March 18, 2026

ICMA proposes new taxes on digital services, gaming and second-home ownership in budget 2026-27

ICMA has proposed new taxes on digital services, streaming platforms, gaming, corporate ads, and second-home ownership in its budget 2026-27 recommendations submitted to the Tax Policy Office.

News Desk

News Desk

March 18, 2026

ICMA proposes new taxes on digital services, gaming and second-home ownership in budget 2026-27

ISLAMABAD: The Institute of Cost and Management Accountants of Pakistan (ICMA) has put forward a set of new taxation proposals for the upcoming Budget 2026-27, recommending levies on digital services, online and speculative gaming, corporate brand promotion, and second-home ownership in a bid to widen the country's narrow tax base.

Proposals submitted to Tax Policy Office

The statutory body of accounting and management professionals submitted its recommendations to the Tax Policy Office (TPO) of the Ministry of Finance. According to the ICMA, the proposals were developed following a thorough analysis of Pakistan's economic priorities, sectoral challenges, and international best practices, with the aim of broadening the tax net and bringing emerging sectors into the formal economy.

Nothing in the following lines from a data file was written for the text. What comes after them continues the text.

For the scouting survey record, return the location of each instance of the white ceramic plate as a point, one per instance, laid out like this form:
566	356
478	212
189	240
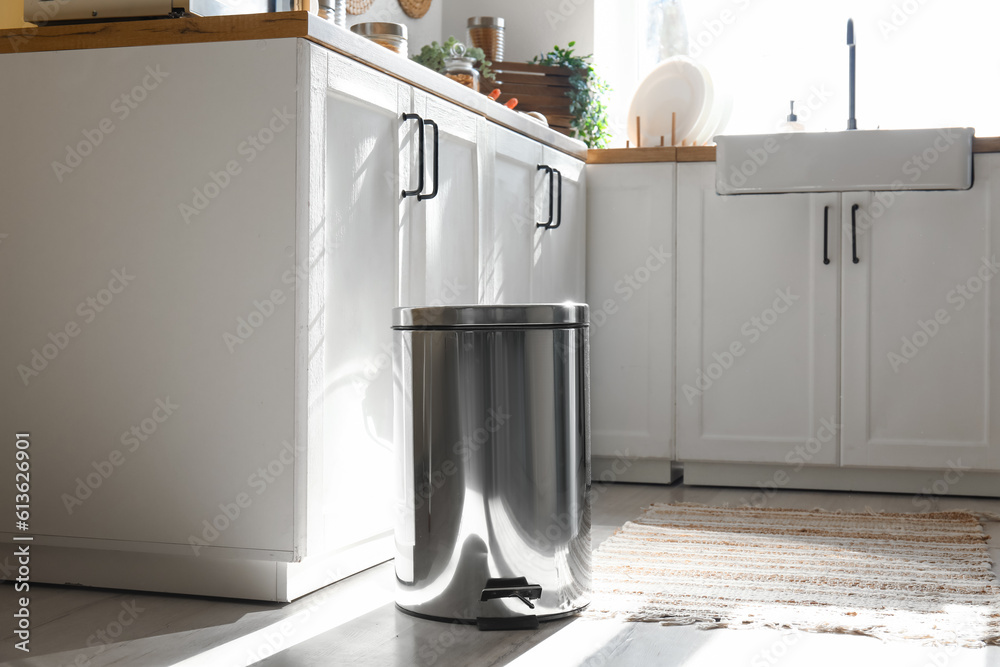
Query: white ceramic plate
677	84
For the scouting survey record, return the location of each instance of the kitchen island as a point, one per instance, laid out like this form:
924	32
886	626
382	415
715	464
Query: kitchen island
205	230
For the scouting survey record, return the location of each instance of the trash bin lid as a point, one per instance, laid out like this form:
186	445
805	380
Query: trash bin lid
519	316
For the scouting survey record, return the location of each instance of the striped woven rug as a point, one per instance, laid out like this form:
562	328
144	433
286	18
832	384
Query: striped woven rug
923	577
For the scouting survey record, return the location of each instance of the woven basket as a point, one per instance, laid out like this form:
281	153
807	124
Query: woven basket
537	88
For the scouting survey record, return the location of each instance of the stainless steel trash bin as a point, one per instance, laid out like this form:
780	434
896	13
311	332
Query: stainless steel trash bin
492	426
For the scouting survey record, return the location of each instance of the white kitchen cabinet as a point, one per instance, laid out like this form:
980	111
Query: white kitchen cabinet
630	285
559	251
921	327
757	324
508	231
365	159
221	416
522	259
444	246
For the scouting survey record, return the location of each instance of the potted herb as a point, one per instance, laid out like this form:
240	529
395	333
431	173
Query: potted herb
432	56
590	114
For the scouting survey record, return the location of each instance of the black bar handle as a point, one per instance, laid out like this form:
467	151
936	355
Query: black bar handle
434	167
549	171
854	233
826	233
420	151
559	202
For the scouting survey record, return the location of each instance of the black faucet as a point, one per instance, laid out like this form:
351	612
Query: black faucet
852	122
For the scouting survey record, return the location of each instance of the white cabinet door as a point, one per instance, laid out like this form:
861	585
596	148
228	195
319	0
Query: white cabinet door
162	254
509	226
630	284
921	318
559	252
369	158
443	249
757	324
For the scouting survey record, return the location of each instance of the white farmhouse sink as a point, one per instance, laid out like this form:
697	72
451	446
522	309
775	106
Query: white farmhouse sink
935	159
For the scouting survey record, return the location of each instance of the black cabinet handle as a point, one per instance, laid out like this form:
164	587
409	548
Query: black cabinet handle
550	171
420	150
826	233
854	233
558	202
434	167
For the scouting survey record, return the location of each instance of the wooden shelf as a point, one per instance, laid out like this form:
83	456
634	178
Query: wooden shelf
707	153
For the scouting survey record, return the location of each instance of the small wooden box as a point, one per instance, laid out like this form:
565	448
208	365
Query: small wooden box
537	88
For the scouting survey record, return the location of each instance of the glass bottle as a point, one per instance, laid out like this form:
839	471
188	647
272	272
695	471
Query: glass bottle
461	67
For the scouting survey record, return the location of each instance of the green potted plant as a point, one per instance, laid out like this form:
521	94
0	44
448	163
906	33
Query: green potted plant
432	56
590	114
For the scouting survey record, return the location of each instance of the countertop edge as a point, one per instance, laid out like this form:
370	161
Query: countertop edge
707	153
278	25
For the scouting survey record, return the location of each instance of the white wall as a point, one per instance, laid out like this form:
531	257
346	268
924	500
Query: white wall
531	26
419	31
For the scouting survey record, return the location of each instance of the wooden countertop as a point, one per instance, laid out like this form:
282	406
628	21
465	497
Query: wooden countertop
278	25
707	153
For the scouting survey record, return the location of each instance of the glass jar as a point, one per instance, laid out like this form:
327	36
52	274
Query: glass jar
390	35
462	68
486	33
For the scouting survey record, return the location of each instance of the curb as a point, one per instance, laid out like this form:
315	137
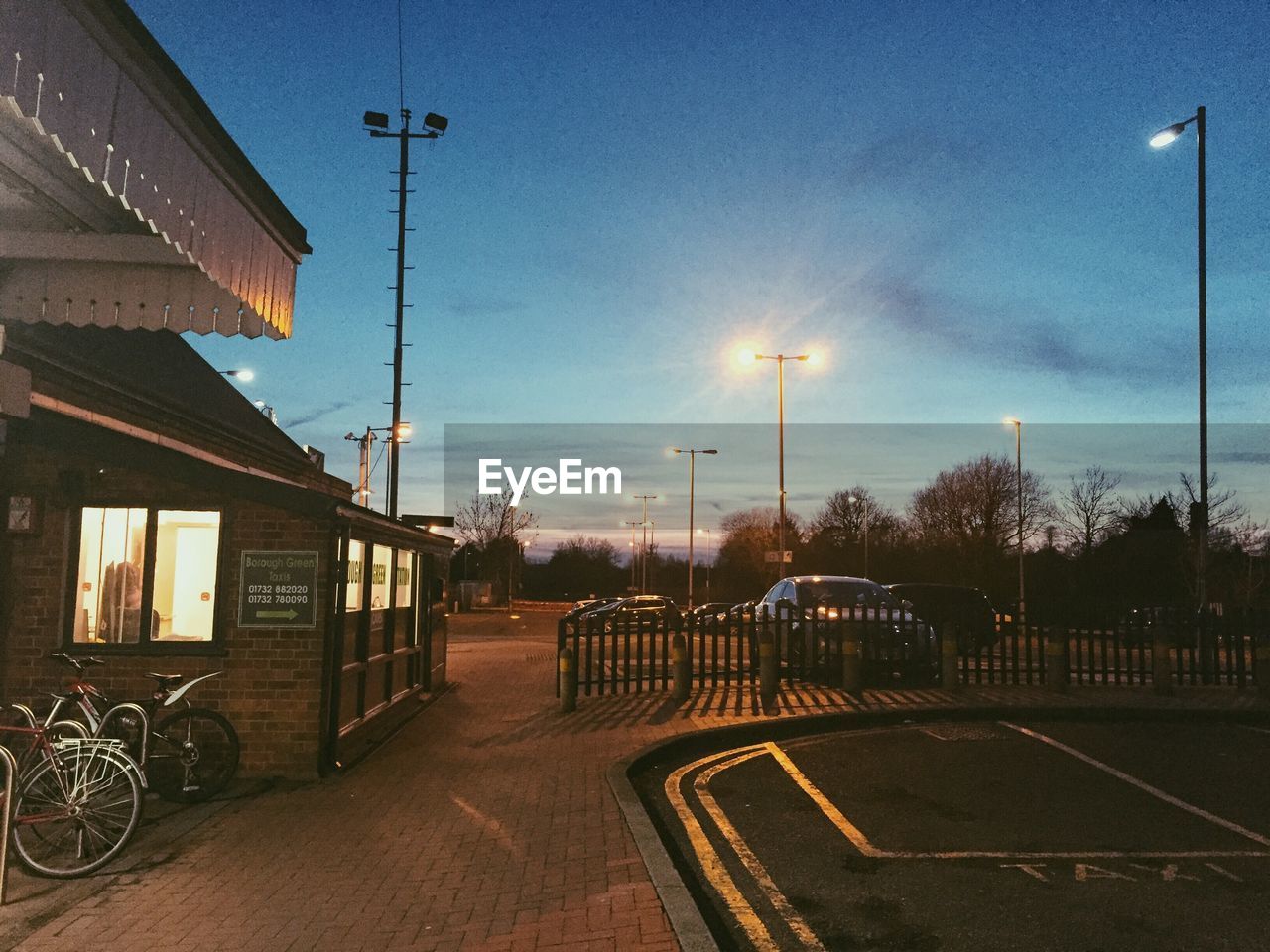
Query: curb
679	897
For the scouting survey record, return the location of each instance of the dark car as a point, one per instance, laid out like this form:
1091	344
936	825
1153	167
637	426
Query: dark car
820	607
587	604
638	610
965	610
710	610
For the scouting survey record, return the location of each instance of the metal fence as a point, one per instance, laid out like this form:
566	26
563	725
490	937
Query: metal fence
631	653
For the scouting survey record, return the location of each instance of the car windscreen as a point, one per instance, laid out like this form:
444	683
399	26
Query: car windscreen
844	593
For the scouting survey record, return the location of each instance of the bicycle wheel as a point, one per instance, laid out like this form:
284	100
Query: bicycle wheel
75	811
193	756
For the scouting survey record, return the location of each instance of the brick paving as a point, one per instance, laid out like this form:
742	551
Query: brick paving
485	824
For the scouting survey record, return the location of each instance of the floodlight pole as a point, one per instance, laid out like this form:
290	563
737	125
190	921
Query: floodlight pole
404	137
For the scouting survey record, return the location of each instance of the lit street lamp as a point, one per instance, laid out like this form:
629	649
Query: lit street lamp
693	484
748	357
1199	521
1019	471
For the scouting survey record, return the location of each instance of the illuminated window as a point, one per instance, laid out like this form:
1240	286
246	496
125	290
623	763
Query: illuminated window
146	576
404	576
382	556
112	555
187	547
356	572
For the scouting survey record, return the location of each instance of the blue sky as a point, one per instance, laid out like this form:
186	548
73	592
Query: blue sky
953	202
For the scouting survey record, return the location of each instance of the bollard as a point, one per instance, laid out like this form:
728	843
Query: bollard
1056	657
1261	667
568	680
767	669
1161	655
683	671
951	676
852	666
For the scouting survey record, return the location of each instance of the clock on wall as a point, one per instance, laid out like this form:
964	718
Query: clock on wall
22	515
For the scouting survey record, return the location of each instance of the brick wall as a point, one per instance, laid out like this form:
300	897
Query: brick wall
271	678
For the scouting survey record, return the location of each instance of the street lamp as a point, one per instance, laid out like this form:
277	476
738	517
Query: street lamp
708	560
1019	471
864	503
363	461
1199	521
643	584
267	411
377	126
749	357
693	489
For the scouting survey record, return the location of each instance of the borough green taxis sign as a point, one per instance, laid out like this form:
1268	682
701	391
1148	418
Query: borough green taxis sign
278	590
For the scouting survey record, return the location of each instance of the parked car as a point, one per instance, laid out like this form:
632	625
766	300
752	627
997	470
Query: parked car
711	610
635	610
947	607
587	604
820	606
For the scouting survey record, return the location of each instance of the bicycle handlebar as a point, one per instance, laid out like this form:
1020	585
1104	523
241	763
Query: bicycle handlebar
76	662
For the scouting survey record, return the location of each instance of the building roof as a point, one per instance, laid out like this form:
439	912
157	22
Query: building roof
157	384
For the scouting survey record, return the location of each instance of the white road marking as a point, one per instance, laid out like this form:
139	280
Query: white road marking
1143	785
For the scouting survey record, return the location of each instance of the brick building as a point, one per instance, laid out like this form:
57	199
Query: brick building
154	517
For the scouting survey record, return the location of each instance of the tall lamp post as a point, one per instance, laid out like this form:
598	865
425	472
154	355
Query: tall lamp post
748	357
377	125
1019	475
1199	521
864	504
693	492
710	561
643	558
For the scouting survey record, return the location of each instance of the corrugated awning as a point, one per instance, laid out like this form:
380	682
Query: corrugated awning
99	130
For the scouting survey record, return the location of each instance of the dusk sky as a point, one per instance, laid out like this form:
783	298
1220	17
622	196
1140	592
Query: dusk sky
953	202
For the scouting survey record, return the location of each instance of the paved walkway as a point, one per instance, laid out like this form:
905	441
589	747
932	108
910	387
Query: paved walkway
485	824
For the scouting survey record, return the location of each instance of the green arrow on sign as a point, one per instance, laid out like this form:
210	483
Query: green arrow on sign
290	615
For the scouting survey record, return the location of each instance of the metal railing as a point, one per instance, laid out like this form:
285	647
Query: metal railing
631	653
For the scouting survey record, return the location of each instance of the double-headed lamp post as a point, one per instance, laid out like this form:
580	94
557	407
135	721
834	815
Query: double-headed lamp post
693	490
748	357
1019	475
1199	525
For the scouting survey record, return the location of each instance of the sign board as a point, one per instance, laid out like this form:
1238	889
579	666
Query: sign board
278	590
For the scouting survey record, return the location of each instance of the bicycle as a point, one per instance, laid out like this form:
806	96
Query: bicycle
189	756
77	800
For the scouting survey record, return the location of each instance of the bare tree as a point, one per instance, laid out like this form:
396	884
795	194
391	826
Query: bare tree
1087	511
1224	513
844	513
489	518
973	508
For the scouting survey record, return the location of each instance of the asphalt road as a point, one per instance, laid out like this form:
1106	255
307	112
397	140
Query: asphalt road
1002	835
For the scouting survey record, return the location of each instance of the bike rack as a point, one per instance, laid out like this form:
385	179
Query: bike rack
145	726
10	772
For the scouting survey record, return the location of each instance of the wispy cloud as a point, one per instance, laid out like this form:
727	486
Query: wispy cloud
313	416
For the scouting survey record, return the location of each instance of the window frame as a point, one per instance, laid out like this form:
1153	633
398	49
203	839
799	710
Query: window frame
145	647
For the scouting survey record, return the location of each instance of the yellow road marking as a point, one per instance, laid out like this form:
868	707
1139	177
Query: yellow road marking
849	830
711	865
747	856
1143	785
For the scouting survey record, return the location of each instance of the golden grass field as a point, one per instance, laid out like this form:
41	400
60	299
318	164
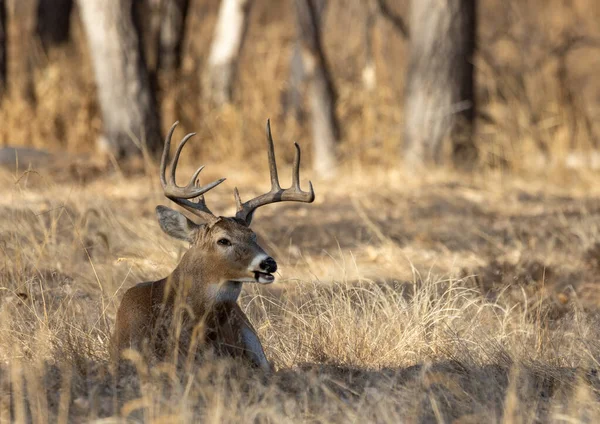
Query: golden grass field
442	297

Seven key segments identified

The ICMA's recommendations are structured around seven key segments, which include new revenue initiatives designed to broaden the tax base, climate and green taxation measures, and urban and transport revenue proposals, among others. The proposals also encompass corporate and financial sector-related measures.

Among the specific targets outlined in the proposals are streaming platforms, gaming services, and digital media — sectors that have grown significantly in recent years but remain largely outside the formal tax framework. The ICMA has also recommended the introduction of carbon and pollution levies on industries as part of its climate and green taxation segment, signalling a push towards environmentally conscious fiscal policy.

Focus on expanding the tax base

The proposed measures reflect a broader effort to address Pakistan's persistently low tax-to-GDP ratio by tapping into under-taxed or untaxed areas of the economy. The inclusion of levies on second-home ownership and corporate advertising and brand promotion suggests the ICMA is seeking to capture revenue from segments associated with higher disposable incomes and corporate spending.

The proposals come at a time when the government faces significant fiscal pressures and has been under consistent pressure from international financial institutions to expand its revenue base. The ICMA's recommendations, if adopted by the government, could form part of the broader fiscal strategy to be unveiled in the federal budget for the financial year 2026-27.

The institute's input adds to the ongoing pre-budget consultations, during which various professional bodies, trade associations, and industry stakeholders present their recommendations to the finance ministry for consideration in the annual budget exercise.